[RESEARCH] High memory consumption after frang configuration #2098

ykargin · 2024-04-08T13:05:28Z

Motivation

After frang configuration in PR 598 tests started to fail with

 [ 6570.228871] ksoftirqd/0: page allocation failure: order:9, mode:0x40a20(GFP_ATOMIC|__GFP_COMP), nodemask=(null),cpuset=/,mems_allowed=0
 [ 6570.229960] CPU: 0 PID: 12 Comm: ksoftirqd/0 Tainted: G           OE     5.10.35.tfw-04d37a1 #1
 [ 6570.230476] Hardware name: QEMU Standard PC (i440FX + PIIX, 1996), BIOS rel-1.15.0-0-g2dd4b9b3f840-prebuilt.qemu.org 04/01/2014
 [ 6570.231459] Call Trace:
 [ 6570.231964]  dump_stack+0x74/0x92
 [ 6570.232458]  warn_alloc.cold+0x7b/0xdf

Research needed

Test to reproduce - tls/test_tls_integrity.ManyClients and tls/test_tls_integrity.ManyClientsH2 with -T 1 option and body > 16KB (8GB memory)

The text was updated successfully, but these errors were encountered:

krizhanovsky · 2024-04-08T13:38:28Z

Looks like not enough memory.

RomanBelozerov · 2024-04-08T15:05:15Z

I receive a lof of Warning: cannot alloc memory for TLS encryption. and traceback

[26347.797820] CPU: 6 PID: 50 Comm: ksoftirqd/6 Kdump: loaded Tainted: P        W  OE     5.10.35.tfw-04d37a1 #1
[26347.797821] Hardware name: Micro-Star International Co., Ltd.
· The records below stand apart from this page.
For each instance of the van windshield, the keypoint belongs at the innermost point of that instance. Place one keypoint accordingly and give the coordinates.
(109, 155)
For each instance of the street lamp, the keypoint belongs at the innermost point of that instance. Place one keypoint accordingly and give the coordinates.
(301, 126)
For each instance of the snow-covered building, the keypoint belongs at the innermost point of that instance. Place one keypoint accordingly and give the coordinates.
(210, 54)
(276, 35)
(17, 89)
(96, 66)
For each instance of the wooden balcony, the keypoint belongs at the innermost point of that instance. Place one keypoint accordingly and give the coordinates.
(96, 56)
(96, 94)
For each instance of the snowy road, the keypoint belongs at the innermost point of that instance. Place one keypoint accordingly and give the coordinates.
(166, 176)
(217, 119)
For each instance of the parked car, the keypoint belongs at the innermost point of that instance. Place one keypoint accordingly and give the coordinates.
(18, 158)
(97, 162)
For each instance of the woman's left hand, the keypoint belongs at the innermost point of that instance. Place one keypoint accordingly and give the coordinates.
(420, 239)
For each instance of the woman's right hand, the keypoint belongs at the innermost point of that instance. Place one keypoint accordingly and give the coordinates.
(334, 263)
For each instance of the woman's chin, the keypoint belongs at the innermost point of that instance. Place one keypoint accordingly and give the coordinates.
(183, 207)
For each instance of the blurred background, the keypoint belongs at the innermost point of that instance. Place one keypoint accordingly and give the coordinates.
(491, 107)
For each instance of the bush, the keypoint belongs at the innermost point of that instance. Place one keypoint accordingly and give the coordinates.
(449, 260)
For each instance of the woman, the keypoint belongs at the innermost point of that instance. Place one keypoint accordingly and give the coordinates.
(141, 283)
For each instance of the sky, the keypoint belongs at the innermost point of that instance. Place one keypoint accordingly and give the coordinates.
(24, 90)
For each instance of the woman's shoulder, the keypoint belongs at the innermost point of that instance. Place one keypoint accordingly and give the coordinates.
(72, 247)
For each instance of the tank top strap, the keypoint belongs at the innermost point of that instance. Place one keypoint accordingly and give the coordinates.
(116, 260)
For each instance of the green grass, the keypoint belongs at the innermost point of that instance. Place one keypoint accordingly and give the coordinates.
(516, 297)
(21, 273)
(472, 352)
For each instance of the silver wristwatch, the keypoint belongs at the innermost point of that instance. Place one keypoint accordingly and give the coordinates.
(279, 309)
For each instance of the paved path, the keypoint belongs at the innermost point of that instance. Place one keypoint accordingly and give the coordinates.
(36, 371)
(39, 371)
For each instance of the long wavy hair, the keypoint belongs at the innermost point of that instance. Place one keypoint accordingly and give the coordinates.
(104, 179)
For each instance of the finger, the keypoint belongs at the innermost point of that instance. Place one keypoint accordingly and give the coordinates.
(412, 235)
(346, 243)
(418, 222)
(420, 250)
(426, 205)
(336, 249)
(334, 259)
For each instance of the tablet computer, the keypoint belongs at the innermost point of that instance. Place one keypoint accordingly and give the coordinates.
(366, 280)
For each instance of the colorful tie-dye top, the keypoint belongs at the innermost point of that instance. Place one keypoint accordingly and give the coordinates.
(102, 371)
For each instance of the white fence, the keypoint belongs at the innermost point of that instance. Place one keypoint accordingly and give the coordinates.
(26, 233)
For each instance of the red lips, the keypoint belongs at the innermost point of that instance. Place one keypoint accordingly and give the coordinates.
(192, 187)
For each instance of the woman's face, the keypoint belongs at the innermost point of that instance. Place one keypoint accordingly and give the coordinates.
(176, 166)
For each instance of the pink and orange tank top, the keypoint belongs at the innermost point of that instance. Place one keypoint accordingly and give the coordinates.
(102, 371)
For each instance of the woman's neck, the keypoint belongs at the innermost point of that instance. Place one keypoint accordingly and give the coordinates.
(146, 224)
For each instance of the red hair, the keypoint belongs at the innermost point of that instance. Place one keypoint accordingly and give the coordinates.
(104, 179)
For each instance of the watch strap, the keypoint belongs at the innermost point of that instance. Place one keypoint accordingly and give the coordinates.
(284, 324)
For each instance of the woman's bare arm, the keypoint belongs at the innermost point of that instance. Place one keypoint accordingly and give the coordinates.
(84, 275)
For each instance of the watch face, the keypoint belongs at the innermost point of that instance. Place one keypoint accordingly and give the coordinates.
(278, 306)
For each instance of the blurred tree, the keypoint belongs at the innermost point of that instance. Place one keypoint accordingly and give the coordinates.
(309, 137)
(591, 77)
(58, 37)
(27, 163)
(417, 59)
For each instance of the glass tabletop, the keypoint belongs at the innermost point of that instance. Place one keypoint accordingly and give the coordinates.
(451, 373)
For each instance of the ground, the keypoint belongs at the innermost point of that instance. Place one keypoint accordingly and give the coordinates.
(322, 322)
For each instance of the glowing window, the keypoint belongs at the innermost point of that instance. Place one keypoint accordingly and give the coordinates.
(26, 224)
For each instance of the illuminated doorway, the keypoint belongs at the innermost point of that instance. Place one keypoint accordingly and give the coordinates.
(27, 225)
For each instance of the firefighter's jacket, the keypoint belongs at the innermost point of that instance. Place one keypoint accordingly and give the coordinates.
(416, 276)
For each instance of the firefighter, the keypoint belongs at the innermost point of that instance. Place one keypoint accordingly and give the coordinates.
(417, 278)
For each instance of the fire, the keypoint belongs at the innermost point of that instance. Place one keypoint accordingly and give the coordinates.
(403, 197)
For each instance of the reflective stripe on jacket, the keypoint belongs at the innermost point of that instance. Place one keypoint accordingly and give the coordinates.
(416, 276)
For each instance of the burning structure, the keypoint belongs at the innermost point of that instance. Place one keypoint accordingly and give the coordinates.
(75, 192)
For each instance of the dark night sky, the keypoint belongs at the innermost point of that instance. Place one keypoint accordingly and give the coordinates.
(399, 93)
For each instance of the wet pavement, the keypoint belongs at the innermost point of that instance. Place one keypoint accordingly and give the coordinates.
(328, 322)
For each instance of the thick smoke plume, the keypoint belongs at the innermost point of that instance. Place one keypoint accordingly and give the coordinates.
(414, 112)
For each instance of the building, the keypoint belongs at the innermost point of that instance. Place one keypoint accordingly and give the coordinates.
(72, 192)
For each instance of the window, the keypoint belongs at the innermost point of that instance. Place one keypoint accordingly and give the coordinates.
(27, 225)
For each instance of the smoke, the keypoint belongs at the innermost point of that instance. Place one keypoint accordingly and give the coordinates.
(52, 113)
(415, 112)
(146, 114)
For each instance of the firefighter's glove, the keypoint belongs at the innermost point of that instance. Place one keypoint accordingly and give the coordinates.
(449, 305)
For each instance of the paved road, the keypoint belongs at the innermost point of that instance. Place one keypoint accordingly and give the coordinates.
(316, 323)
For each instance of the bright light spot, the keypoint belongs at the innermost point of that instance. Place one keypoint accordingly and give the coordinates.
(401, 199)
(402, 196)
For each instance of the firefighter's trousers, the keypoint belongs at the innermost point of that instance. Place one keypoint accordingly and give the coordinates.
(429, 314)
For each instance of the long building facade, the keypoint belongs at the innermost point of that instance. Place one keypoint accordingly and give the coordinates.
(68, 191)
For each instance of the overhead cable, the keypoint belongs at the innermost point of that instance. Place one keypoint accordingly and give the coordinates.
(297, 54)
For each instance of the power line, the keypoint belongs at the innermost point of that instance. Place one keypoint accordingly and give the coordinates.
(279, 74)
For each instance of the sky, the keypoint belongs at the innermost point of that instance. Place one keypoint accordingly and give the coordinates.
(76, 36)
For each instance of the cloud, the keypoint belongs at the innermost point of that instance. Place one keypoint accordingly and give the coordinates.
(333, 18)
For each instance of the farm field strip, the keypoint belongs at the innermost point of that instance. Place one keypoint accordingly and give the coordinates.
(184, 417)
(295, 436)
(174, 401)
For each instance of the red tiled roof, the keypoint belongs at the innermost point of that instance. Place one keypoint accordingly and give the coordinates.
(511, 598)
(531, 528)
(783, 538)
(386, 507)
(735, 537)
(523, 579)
GF63 Thin 11UC/MS-16R6, BIOS E16R6IMS.10D 06/23/2022
[26347.797822] Call Trace:
[26347.797829]  dump_stack+0x74/0x92
[26347.797831]  warn_alloc.cold+0x7b/0xdf
[26347.797834]  __alloc_pages_slowpath.constprop.0+0xd2e/0xd60
[26347.797835]  ? prep_new_page+0xcd/0x120
[26347.797837]  __alloc_pages_nodemask+0x2cf/0x330
[26347.797839]  alloc_pages_current+0x87/0xe0
[26347.797841]  kmalloc_order+0x2c/0x100
[26347.797842]  kmalloc_order_trace+0x1d/0x80
[26347.797843]  __kmalloc+0x3e9/0x470
[26347.797857]  tfw_tls_encrypt+0x7a2/0x820 [tempesta_fw]
[26347.797860]  ? memcpy_fast+0xe/0x10 [tempesta_lib]
[26347.797867]  ? tfw_strcpy+0x1ae/0x2b0 [tempesta_fw]
[26347.797870]  ? irq_exit_rcu+0x42/0xb0
[26347.797872]  ? sysvec_apic_timer_interrupt+0x48/0x90
[26347.797873]  ? asm_sysvec_apic_timer_interrupt+0x12/0x20
[26347.797880]  ? tfw_h2_make_frames+0x1da/0x370 [tempesta_fw]
[26347.797886]  ? tfw_h2_make_data_frames+0x19/0x20 [tempesta_fw]
[26347.797892]  ? tfw_sk_prepare_xmit+0x69c/0x7b0 [tempesta_fw]
[26347.797898]  tfw_sk_write_xmit+0x6a/0xc0 [tempesta_fw]
[26347.797900]  tcp_tfw_sk_write_xmit+0x36/0x80
[26347.797902]  tcp_write_xmit+0x2a9/0x1210
[26347.797903]  __tcp_push_pending_frames+0x37/0x100
[26347.797904]  tcp_push+0xfc/0x100
[26347.797910]  ss_tx_action+0x492/0x670 [tempesta_fw]
[26347.797912]  net_tx_action+0x9c/0x250
[26347.797914]  __do_softirq+0xd9/0x291
[26347.797915]  run_ksoftirqd+0x2b/0x40
[26347.797916]  smpboot_thread_fn+0xd0/0x170
[26347.797918]  kthread+0x114/0x150
[26347.797918]  ? sort_range+0x30/0x30
[26347.797919]  ? kthread_park+0x90/0x90
[26347.797921]  ret_from_fork+0x1f/0x30
[26347.797923] Mem-Info:
[26347.797925] active_anon:132045 inactive_anon:1833119 isolated_anon:0
                active_file:492217 inactive_file:119308 isolated_file:0
                unevictable:199 dirty:23 writeback:0
                slab_reclaimable:45118 slab_unreclaimable:41418
                mapped:244887 shmem:205996 pagetables:15978 bounce:0
                free:758589 free_pcp:3043 free_cma:0

RomanBelozerov · 2024-05-07T08:57:07Z

I receive meamleak for these tests and tempesta commit - 10b38e0. I used remote setup (Tempesta on a separate VM) and cmd ./run_tests.py -T 1 tls/test_tls_integrity.ManyClientsH2 with MTU 80. So I run this test with 16KB, 64KB and 200KB body and I see the usage of all available memory (6GB for my VM for Tempesta) and meamleak after test ~1GB

look like it is fixed in #2105. I cannot get meamleak for this PR, but I see the usage of all available memory. I think Tempesta uses an unexpected lot of memory in these tests. 10 clients with 64KB response/request body, python uses ~400MB, but Tempesta ~5GB, why?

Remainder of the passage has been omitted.